Monday night marks the beginning of the Passover, which to the Jewish people commemorates the biblical story of the Hebrews' exodus from Egypt after hundreds of years of slavery.
The story recounts how God killed the first-born male children of Egypt after the pharaoh refused to release the children of Israel from bondage. But He "passed over" the houses of the Israelites.
It was the last of the ten plagues that God brought upon the Egyptians in order to make pharaoh allow the Hebrews to leave.
After the death of the firstborn of the land, the Bible says pharaoh gave in to Moses' demands and let the Israelites go.
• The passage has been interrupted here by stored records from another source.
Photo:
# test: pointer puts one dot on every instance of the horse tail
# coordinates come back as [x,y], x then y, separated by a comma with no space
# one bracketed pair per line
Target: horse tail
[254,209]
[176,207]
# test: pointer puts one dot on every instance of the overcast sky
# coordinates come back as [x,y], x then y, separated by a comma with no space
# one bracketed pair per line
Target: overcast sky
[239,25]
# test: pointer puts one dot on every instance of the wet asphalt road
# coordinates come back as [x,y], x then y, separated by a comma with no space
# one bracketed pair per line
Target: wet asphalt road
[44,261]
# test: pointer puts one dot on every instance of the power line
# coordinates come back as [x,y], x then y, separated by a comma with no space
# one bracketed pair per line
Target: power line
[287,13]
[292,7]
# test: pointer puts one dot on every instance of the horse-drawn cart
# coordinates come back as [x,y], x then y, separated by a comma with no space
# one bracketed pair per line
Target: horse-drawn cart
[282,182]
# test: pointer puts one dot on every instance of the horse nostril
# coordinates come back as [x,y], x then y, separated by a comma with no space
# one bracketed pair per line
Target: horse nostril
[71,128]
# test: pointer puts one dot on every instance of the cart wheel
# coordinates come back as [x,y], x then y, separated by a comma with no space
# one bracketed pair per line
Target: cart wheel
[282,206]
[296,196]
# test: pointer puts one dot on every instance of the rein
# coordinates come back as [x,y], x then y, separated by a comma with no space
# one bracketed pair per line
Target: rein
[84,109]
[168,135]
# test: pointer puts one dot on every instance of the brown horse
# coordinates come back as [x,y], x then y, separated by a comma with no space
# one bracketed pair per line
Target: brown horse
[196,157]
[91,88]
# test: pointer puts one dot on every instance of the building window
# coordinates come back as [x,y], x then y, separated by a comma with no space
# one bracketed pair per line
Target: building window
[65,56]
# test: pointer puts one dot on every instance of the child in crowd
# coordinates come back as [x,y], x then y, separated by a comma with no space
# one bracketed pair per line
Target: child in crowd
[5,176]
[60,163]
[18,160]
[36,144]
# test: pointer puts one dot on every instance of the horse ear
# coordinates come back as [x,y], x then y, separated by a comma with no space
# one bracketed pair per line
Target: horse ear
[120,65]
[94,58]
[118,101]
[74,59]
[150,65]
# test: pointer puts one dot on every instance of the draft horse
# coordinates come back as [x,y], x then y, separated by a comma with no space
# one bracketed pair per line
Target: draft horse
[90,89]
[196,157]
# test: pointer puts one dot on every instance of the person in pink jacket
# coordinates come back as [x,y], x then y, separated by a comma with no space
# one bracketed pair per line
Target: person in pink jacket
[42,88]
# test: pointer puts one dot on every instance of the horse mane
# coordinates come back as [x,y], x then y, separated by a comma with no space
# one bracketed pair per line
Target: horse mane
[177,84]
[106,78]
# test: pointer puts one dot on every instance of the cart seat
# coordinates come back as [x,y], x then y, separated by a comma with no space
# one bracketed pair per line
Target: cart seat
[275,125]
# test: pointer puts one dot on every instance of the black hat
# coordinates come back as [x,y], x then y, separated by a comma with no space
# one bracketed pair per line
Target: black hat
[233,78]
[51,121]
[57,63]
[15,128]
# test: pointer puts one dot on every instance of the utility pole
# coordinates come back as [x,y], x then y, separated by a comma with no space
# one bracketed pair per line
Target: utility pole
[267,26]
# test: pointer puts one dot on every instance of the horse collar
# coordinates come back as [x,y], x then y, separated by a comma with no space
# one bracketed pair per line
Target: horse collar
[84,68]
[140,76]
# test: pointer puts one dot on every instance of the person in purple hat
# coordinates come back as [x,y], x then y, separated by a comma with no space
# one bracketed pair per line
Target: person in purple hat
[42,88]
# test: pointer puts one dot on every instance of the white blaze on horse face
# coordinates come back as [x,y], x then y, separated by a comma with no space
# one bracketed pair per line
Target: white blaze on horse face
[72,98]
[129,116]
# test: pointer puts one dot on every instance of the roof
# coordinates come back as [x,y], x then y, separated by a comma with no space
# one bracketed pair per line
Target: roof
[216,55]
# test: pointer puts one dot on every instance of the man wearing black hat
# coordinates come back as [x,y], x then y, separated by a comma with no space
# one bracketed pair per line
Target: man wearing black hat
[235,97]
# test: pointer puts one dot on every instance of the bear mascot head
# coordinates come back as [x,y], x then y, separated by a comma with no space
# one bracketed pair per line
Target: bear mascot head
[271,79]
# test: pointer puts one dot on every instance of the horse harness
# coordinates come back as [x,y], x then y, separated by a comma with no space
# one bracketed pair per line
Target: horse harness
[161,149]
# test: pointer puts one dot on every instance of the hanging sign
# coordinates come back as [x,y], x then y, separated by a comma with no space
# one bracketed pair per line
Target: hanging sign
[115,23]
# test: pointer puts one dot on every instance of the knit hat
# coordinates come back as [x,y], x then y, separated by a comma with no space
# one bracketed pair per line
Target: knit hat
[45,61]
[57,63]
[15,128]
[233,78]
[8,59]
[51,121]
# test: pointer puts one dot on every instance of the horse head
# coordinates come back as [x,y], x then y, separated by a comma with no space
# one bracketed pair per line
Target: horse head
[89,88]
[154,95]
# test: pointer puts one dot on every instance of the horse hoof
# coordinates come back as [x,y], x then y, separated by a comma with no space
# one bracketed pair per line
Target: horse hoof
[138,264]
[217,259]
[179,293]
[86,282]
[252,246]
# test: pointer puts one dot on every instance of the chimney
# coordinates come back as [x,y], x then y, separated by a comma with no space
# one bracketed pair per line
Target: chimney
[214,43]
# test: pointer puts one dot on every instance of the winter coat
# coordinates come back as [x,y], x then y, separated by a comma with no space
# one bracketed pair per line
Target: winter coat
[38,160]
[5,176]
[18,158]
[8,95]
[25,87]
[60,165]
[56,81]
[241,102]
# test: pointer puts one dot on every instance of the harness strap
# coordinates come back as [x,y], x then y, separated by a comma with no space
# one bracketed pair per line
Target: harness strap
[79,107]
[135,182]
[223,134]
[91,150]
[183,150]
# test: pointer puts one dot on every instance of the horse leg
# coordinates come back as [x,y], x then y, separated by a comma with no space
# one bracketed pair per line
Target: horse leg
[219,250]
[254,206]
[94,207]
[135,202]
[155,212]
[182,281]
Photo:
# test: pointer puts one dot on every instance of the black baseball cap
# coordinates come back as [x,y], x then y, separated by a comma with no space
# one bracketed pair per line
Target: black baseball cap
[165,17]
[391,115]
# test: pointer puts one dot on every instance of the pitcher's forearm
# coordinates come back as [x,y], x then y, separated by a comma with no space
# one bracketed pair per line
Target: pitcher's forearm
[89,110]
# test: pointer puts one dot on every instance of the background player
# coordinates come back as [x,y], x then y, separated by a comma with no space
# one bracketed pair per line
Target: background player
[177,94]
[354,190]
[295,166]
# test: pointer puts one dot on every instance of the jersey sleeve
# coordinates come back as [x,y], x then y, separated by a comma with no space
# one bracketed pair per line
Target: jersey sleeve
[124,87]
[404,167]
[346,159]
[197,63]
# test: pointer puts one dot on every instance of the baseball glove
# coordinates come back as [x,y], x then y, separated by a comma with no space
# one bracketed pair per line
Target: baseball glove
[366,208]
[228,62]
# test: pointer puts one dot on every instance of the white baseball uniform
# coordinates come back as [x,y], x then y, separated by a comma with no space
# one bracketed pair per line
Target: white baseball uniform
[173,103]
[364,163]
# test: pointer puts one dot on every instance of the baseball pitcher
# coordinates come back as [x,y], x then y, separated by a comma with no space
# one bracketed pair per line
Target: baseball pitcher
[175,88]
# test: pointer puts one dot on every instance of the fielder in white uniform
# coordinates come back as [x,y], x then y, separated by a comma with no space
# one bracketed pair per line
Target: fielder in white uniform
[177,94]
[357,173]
They were then given the Ten Commandments at Mount Sinai and wandered in the desert for 40 years before arriving in the land of Israel.
Throughout Israel, many families were making last-minute preparations for the traditional Seder meal. Families gather together and tell the story of the exodus and eat unleavened bread known as Matzoh.
The tradition of eating matzoh comes from the Bible's account that the Jews left Egypt in such a hurry that there was no time to allow the bread to rise.
It is also considered the bread of the poor, meant to remind Jews of their ancestors' hardships. Leavened bread is banned and burned ceremonially before the holiday starts.
Israel imposed a closure on the West Bank, barring almost all Palestinians from entering Israel throughout the holiday. In 2002, a Palestinian suicide bomber blew himself up at a hotel during the Seder celebration, killing 30 people.